At that time we also had a lorry business. We were the ones who had to go out and collect all the dead cows that got killed by enemy action. They shot the cows. We had a hand winch to pull them up in the lorry. Bloomin’ hard work that was to drag them up into the lorry. Then we’d take them to the slaughterhouse. But the throat had to be cut soon as they died, if they hadn’t, they had to go to the knackerman then because it’s not fit for human consumption. Shows how hard up we were for food.
The soldiers, from the Wiltshire regiment in the Great War, when they came back, those that came back, they set them up on the farm, Fuller did. Set them up with smallholdings. They had a saw mill down by Neston House, used to make all their own timbers. They were all wooden buildings with tin roofs. They were proper smallholdings with about 35 or 40 acres. They were dotted about in Neston parish. When those people died they added the smallholdings onto Lypiatt Farm because we were the central farm. That’s how we got up to 250 acres.

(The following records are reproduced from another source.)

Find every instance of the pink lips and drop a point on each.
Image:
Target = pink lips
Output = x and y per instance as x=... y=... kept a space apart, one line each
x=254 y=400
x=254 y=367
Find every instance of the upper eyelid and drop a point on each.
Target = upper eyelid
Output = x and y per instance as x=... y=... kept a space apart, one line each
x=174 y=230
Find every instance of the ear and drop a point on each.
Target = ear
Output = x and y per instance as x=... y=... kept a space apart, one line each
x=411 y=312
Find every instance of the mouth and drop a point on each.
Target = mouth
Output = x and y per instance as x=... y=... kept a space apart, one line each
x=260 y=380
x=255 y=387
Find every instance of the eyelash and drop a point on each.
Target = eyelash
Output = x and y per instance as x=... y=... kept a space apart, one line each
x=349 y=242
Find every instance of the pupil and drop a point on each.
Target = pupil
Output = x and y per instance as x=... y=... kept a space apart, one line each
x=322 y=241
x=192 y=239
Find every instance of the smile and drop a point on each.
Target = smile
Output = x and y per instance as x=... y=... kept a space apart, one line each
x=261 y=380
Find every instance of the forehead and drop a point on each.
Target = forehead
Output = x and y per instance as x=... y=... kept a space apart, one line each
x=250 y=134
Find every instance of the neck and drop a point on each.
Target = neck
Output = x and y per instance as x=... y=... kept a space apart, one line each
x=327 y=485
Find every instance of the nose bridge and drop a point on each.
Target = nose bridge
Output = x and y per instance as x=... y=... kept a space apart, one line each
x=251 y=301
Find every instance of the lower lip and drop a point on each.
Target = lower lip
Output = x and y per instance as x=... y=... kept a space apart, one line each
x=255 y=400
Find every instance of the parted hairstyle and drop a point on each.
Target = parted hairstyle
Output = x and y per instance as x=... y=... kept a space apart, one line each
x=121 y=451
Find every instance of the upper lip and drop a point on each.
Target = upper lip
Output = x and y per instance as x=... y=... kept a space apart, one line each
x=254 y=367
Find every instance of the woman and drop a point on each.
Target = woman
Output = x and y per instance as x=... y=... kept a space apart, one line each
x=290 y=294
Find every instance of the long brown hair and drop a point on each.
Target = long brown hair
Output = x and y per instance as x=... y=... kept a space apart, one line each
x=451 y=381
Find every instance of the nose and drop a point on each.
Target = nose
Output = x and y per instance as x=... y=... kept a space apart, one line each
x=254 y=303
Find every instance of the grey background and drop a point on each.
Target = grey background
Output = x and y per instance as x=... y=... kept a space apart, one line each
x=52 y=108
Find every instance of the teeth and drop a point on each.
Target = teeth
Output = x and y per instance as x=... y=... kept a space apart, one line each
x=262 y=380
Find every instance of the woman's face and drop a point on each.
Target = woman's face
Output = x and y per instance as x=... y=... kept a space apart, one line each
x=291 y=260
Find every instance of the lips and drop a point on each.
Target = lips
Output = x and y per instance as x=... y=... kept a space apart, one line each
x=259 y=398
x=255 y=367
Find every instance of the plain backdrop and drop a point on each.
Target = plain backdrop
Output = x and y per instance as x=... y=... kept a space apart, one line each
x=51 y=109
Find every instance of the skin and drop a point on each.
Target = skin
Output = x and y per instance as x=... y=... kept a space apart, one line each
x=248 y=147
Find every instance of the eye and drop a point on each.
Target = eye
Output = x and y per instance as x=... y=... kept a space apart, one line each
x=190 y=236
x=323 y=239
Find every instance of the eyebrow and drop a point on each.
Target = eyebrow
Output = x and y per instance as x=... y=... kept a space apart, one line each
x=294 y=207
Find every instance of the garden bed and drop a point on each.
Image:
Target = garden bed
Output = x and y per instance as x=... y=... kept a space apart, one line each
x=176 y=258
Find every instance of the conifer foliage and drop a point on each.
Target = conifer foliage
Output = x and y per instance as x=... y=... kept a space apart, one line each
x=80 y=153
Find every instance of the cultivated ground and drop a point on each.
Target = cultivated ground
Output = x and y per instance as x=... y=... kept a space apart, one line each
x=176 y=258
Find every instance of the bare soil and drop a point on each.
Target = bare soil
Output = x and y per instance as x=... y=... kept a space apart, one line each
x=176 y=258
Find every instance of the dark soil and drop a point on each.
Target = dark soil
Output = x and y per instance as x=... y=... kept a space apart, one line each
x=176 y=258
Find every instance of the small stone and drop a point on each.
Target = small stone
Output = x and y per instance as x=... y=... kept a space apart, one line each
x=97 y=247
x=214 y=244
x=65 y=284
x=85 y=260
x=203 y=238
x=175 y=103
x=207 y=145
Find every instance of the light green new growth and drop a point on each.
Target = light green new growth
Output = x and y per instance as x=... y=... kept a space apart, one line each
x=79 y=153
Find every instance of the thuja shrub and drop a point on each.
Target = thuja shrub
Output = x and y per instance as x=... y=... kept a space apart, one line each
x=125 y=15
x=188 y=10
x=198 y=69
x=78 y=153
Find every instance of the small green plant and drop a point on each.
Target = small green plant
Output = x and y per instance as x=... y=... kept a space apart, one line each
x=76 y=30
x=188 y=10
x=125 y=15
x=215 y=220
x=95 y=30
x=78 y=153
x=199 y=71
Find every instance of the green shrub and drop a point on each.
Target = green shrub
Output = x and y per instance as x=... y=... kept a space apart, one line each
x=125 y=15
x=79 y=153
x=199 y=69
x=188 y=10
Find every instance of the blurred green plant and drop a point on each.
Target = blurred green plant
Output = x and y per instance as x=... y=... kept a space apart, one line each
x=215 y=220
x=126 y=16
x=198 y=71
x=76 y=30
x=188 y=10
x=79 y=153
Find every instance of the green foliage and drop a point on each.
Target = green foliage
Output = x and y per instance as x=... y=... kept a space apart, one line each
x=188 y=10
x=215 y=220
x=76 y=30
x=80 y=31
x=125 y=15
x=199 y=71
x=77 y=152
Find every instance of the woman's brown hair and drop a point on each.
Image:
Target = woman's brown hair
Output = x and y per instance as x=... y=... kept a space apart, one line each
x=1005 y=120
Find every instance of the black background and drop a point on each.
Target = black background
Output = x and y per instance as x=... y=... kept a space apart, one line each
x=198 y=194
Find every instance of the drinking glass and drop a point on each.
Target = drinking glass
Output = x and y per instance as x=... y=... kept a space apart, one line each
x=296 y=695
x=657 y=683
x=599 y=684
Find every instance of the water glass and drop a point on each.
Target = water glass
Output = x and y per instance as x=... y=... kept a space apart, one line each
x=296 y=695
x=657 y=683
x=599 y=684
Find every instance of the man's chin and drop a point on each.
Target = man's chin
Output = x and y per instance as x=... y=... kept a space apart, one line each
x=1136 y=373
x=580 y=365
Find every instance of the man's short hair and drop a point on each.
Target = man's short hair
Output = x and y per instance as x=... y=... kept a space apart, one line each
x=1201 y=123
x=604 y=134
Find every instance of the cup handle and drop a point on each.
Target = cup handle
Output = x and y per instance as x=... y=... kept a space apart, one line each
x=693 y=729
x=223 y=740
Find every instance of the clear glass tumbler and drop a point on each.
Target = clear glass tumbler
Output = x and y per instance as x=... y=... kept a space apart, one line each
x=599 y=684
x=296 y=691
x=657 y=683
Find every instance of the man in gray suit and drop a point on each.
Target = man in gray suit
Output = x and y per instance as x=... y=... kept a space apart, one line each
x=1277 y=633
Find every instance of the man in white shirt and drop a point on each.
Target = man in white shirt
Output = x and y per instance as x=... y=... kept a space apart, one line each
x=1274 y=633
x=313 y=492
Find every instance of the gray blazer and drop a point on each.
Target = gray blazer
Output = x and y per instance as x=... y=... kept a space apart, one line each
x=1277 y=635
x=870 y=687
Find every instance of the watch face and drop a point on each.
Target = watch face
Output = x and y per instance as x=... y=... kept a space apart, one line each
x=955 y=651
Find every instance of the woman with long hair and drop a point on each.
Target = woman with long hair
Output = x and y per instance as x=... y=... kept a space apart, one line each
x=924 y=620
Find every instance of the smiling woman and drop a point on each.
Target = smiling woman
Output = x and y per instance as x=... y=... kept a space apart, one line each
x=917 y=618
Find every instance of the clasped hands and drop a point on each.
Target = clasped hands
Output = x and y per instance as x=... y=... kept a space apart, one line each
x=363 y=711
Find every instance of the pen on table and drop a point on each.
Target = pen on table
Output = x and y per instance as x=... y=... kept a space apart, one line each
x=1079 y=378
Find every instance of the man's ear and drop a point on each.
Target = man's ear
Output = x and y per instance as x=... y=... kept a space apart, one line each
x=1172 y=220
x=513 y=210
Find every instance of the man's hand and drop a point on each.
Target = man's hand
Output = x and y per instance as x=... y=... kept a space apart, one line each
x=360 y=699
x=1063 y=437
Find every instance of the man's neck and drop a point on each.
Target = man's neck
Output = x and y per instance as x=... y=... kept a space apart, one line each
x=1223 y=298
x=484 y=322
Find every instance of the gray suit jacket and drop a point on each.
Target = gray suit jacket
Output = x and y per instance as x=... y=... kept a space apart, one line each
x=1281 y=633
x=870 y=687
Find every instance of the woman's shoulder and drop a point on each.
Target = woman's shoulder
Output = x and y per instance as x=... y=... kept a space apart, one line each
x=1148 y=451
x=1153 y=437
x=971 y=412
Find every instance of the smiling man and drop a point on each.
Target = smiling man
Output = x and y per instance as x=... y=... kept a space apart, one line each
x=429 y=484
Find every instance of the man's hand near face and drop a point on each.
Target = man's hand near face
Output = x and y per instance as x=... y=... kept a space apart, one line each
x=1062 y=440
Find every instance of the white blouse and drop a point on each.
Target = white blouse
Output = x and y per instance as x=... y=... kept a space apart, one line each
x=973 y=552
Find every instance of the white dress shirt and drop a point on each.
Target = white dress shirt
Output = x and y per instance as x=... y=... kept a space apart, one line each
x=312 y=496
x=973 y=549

Mr Barnes, he was from the Isle of Wight, he heard about a tenancy of a little farm behind our cottages at Lypiatt. He walked three cows up from Southhampton and he started a milk round in Neston. He had a tricycle with a little carriage behind with a milk churn in. He used to go round, and women would come out with their jugs. He had three measures a gill, a half pint and a pint, all hung inside this churn. He was a real character.
We used to have a holiday, a fortnight in September, when we’d finished corn harvest. We had a tent for years. Then we had the lorry, it was built for horses, it had a solid oak floor. It was quite roomy, we’d have the Morris 8, (we had two planks to run it up in the lorry) and still room for a double bed in front of it and space over the cab. We stayed on a farm in the Gower. They was highly amused when we turned up.
My sister Mar, she was a heck of a woman. Father would take her with him to buy cows. At stock judging she was amazing. When she and Robin moved up to the Ridge Farm, Father took her with him to choose their starter herd, five cows I think.
She was in the England team against America, stock judging, can’t remember the year, but she had a week’s training, up in Penrith. Trouble was she was diabetic. My mother was terribly worried all the time she was gone. Then they did the competition. Pick the best cow, the one you consider the best and give reasons why you chose that one and then you were marked on that.
They actually beat the Americans, that really chuffed her.”